I set out to make good macaroons from scratch, with hopes of bringing something top-notch to this year’s family seder. About 30 seconds later, I realized that I already knew a macaroon secret that would make 2016’s cookies awesome. Fast forward another 1800 seconds and these pistachio and coconut macaroons were in the oven. They’re a true competitor for the delicious canned macaroons I usually gobble on Passover.
Here’s the trick. After you combine nuts with egg whites and sugar, you sauté the batter in a heavy pan over low heat. The sugars caramelize and the mixture grows sticky. Only after this stovetop cooking session do you form the batter into spheres and bake as for regular cookies. The cooking not only changes the taste. It does something wondrous to the texture. The cookies that come out of the oven are crackly on the inside and dense on the inside. They’re rich in a way that belies the short, egg white-centric ingredient list. All that from one simple, extra step.
I learned this secret years ago from an Italian cookie called brutti ma buoni, which I tried the BEST EVER version of – on a tip from a BGSK reader – at a restaurant in Clinton Hill called Locanda Vini e Olii (if you live in NYC, please go; when you do, order the “guitar strings” con le sarde and save room for the cookies). If you ever see a recipe for brutti where you don’t first cook the batter, don’t make it: you’ll be replacing a heavenly texture with that light, brittle, forgettable crisp of whipped-up egg whites.

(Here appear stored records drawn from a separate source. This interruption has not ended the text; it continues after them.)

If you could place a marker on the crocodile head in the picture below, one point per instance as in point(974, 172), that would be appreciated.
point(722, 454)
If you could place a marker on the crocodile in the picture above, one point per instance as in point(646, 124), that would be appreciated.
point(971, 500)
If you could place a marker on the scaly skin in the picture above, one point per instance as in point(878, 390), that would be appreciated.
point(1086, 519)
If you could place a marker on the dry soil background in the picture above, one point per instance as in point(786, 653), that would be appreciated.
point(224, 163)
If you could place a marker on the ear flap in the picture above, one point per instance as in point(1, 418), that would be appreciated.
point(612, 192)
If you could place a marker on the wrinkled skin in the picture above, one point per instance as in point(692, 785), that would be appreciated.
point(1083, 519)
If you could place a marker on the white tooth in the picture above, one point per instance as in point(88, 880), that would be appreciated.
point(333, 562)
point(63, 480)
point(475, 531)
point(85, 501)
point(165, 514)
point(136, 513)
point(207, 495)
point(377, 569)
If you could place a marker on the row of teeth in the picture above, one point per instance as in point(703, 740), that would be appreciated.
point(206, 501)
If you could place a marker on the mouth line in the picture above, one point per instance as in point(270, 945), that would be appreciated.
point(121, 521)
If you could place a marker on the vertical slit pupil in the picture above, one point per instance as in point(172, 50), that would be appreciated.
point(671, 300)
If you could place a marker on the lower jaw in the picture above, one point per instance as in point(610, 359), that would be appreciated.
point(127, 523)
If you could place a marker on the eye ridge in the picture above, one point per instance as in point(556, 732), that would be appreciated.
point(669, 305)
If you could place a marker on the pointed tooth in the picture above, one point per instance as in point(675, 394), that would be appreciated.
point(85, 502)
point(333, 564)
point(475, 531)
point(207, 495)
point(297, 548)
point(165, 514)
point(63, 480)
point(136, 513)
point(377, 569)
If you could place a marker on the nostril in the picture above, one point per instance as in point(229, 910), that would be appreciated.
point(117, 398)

I remembered the steps for making the cookies as laborious. That might have been because I tested and retested the cookies in the smallest kitchen I’ve ever cooked in, the one with the teensy refrigerator and half-size oven. The one that gave this blog its name. But this time the cookies came together quickly around toasted flakes of coconut and crunchy pistachios, chopped finely. Really, no big deal!
Bring them to Passover seders. Or eat them all yourself.